Bonding Technology In Cars: Adhesives Instead Of Rivets, Screws and Welding

Date: 11 April 2005

Adhesives are increasingly used in modern automotive production. They allow different materials to be permanently bonded in an energy-efficient manner and without the need for other auxiliary parts.

The specialty chemicals company Degussa AG (Dusseldorf, Germany) supplies materials that are used in innovative bonding technology to design the vehicle of the future to be even safer and more economical.In modern vehicle construction practically all components can be bonded using industrial structural adhesives.The benefits of structural adhesives are particularly evident when different materials need to be bonded to each other. This is even more important when dealing with a mix of lightweight construction materials, where bonding would not be possible without adhesives. Cost-savings (e.g. replacement of mechanical fasteners with adhesives) provide an additional advantage. A medium-class vehicle requires welding at approximately 5,000 points, each costing around five cents. More than half of these can be replaced by adhesive joins, saving around 70 euros per vehicle. In addition, using one kilogram of adhesive reduces the vehicle weight by 25 kilograms and adhesive-bonded vehicle bodies are more rigid, allowing thinner sheet metal to be used.

Car body rigidity substantially improved

Direct glazing using moisture-curing polyurethane systems provides a good example of glass-metal bonding, which is commonly used.
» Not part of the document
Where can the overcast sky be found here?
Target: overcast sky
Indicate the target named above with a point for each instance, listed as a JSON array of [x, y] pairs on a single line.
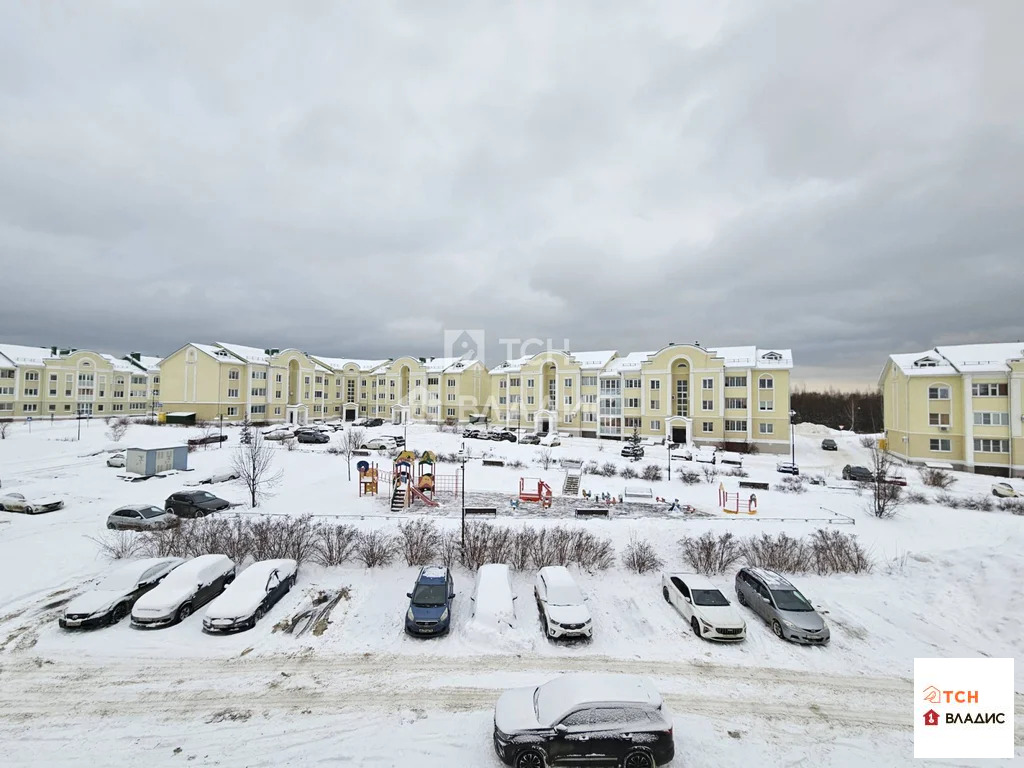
[[843, 178]]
This multifunctional bonding holds the glass windshield in place even if the vehicle is involved in an accident, improves the rigidity of the automotive body and allows for process automation.

Degussa has successfully marketed AEROSIL® fumed silica and PRINTEX® brand pigment blacks for windshield adhesives for many years. They enable the production of easy to process, strong and UV-stable adhesive products. Those are then applied with pinpoint accuracy to the body components using automated glue guns.

The copolyester DYNACOLL® increases rapid curing and cuts assembly time.

A further development that is progressing well is the use of structural adhesives for bonding metal. These solutions again yield significant improvements in terms of body rigidity and crash behavior. They also offer the advantage of reduced weight, versatile design options and structural rigidity. All these advantages should significantly increase the market prospects for these plastic/metal combinations in the future.

Good wet and dry adhesion

At present, single-component epoxy resins or two-component polyurethanes are used for structural adhesives. This demands that the adhesives provide a great deal of functionality even under adverse outdoor conditions, something that can only be achieved by adding suitable chemical additives. For example, when used in structural adhesives silanes such as DYNASYLAN® increase wet and dry adhesion (“adhesion promotion”). At the same time they improve resistance to solvents, heat, humidity and weathering. They also optimize the mixing behavior of the adhesive components and make processing very much easier.

Hot melt adhesives for interior ecology

Similarly, adhesive technology offers advantages in the passenger cab, where diverse materials such as textiles, leather and plastics are bonded to one another. Apart from commercial viability, ecological aspects in particular play a significant role when selecting an adhesive for this area of the vehicle.

Customized hot melt adhesives based on DYNAPOL® S and DYNACOLL® satisfy these sophisticated requirements: They achieve a maximum adhesive strength very rapidly, enabling the next stage of processing the adhesive-bonded components to take place immediately. Solvent-free adhesive reduces unpleasant evaporation in new cars, an occurrence known as fogging.

Debond “at the press of a button”

One of the biggest challenges in the chemical industry is to manufacture an adhesive bonding that can be undone. This is because whereas car bodies made from welded steel can be easily melted down, vehicles manufactured from a mix of adhesive-bonded materials remain a problem today from the recycling point of view. What is needed is an adhesive that will lose its adhesive properties on command, as it were.

This is precisely what the adhesive additive MagSilica®, produced by the internal start-up company Degussa Advanced Nanomaterials, accomplishes. Adhesives containing MagSilica® can be heated using an alternating magnetic field, and as a result they cure much faster than conventional products. Bonds created using this process can be undone using very selective heating, which results in the adhesive bond “switching off” again.